Polícia Federal cumpre mandado de busca e apreensão em Ilhabela

Na manhã desta quinta(22), a Polícia Federal, com o apoio da Controladoria Geral da União e do Ministério Público Federal, deflagrou a Operação Círculo Vicioso, segunda etapa da Operação Tritão (desencadeada em outubro de 2018) para desarticular uma organização criminosa que, segundo as investigações, estaria há anos fraudando licitações e contratos públicos celebrados pela empresa pública que desempenha o papel de autoridade portuária no estado de São Paulo.

Foram expedidos, pela 5ª Vara da Justiça Federal de Santos, 21 mandados de prisão temporária e 24 mandados de busca e apreensão nas cidades de São Paulo/SP, Santos/SP, Guarujá/SP, Ilha Bela/SP, Bragança Paulista/SP, Serra Negra/SP, Duque de Caxias/RJ e Fortaleza/CE.

Não foi informado o nome da pessoa investigada em Ilhabela e nem qual seria sua participação ou envolvimento no esquema.

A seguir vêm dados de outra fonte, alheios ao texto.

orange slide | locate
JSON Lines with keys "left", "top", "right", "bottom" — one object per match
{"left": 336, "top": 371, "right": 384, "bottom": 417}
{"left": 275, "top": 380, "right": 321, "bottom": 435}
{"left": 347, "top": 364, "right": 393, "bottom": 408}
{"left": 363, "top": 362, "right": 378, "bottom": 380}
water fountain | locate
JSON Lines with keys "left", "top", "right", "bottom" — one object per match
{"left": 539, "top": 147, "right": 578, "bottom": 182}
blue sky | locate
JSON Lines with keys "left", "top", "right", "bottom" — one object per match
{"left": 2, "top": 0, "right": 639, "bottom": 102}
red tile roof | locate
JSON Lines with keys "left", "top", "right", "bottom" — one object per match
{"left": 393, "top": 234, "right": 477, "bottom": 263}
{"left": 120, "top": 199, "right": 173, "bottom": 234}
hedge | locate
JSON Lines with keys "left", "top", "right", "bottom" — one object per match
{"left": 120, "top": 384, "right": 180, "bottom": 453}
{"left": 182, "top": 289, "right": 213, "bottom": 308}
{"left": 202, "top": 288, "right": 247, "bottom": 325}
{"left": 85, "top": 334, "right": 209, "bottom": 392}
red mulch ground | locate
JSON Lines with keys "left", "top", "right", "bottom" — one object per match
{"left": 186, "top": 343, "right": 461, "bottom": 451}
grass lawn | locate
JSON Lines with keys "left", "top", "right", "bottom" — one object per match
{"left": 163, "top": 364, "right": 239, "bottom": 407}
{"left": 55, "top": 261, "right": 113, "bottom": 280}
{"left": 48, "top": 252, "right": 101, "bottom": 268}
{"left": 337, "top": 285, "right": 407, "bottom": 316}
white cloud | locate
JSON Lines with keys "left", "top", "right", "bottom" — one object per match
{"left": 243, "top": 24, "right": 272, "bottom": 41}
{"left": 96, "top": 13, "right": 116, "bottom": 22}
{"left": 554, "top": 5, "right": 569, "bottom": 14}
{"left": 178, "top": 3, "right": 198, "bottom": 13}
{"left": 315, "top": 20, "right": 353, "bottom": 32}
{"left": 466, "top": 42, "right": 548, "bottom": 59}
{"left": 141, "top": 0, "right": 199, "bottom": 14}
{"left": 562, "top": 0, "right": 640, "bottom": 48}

Com base em elementos de prova obtidos quando da deflagração da Operação Tritão, depoimentos prestados em colaboração premiada e diante de informações fornecidas por membros da atual diretoria da empresa, a PF detalhou e esclareceu as fraudes inicialmente investigadas, além de outras que permaneceram sendo executadas mesmo após a prisão de alguns membros da organização criminosa.

Os prejuízos causados à empresa e aos cofres públicos superam, nesta etapa, a cifra de R$ 100 milhões.

Aos investigados estão sendo imputados os crimes de organização e associação criminosa; fraude a licitações e corrupção ativa e passiva, sem prejuízo de eventuais outras implicações penais que possam surgir no decorrer das investigações.